BMW Bets on iX3 Orders and Aggressive Buybacks as China Shock Triggers Deep Cost Cuts
22.06.2026 - 02:51:32 | boerse-global.de
The Bavarian automaker is sending mixed signals to the market. Even as it slashes its profit outlook and prepares to negotiate job cuts with labour representatives, BMW is ploughing ahead with a €2 billion share buyback and racing to fill order books for its new electric models. The juxtaposition underscores the delicate balancing act facing chief Milan Nedeljkovi? as he tries to steer the group through its gravest crisis in years.
The centrepiece of the turmoil is a dramatic downgrade to profitability. BMW now expects an EBIT margin of just 1 to 3 percent in its automotive division, down from a previous target as high as 6 percent. Free cash flow is set to halve to roughly €2.5 billion, from an earlier forecast of €4.5 billion. Management blames the deepening slump in China, where total passenger car sales collapsed 20 percent last month. The pain is concentrated among combustion-engine models, whose volumes plunged nearly 40 percent, while battery electric and plug-in hybrid vehicles now account for more than 60 percent of the market. The environment has been further soured by the Middle East conflict, which has pushed up energy costs and weighed on global consumer demand.

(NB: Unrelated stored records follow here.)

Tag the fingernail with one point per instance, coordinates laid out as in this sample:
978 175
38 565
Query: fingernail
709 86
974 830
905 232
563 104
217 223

To stem the bleeding, the board is drawing up a stringent cost-cutting programme. Talks with the works council are scheduled to begin shortly, and Nedeljkovi? has not ruled out headcount reductions. The restructuring measures will generate one-off charges in the second half of the year, the exact scale of which is to be quantified alongside the half-year results. In China, the Ministry of Industry and Information Technology recently revoked the independent manufacturing licences of eight local producers — including Brilliance Auto, BMW’s joint-venture partner. The BMW Brilliance Automotive joint venture is unaffected, with its contract running unchanged until 2040 and BMW holding a 75 percent controlling stake.
Should investors sell immediately? Or is it worth buying BMW?
The stock market reaction was swift and brutal. BMW shares closed Friday at €60.38, shedding nearly 12 percent on the week and leaving the year-to-date decline at 37 percent. The price now sits barely a dollar above its 52-week low of €58.80, while the relative strength index has plunged to 20.5, a reading that signals deeply oversold conditions. Analysts have rushed to cut their price targets: UBS reduced its from €88 to €70 (neutral), Deutsche Bank from €100 to €90 (buy), and JPMorgan from €100 to €82 (overweight). Moody’s has also weighed in, revising its outlook on BMW to negative while leaving the long-term credit rating unchanged for now.
Yet amid the gloom, the company is pressing on with its share repurchase programme. In the middle of June, BMW bought back more than 420,000 common shares for around €29 million. The overall buyback, which runs until spring 2027, has a volume of €2 billion and the acquired shares are cancelled. Goldman Sachs has suggested BMW could even step up the pace of purchases given the depressed price. Despite the profit hit, BMW has kept its payout ratio target of 30 to 40 percent, though analysts widely expect a significant dividend cut.
On the product side, the picture is far brighter. The all-new electric iX3 has racked up more than 50,000 orders in Europe, soaking up nearly all the capacity at the new Debrecen plant in Hungary for 2026. A lower-cost entry version, the iX3 40, is set to launch this summer. BMW has also brought forward the start of orders for the i3 electric saloon to this week, with production at the Munich plant on track for August. A China-specific variant of the iX3 will be assembled in Shenyang, and the group plans to roll out more than 40 new models based on its next-generation architecture by 2027.
The coming months will be defined by the cost of the turnaround. Once management nails down the precise numbers for the second-half restructuring charges and the scope of the savings programme, the market will have a clearer gauge of how deeply the China crisis will cut into shareholder returns. For now, investors are left weighing a generous buyback against an uncertain dividend future.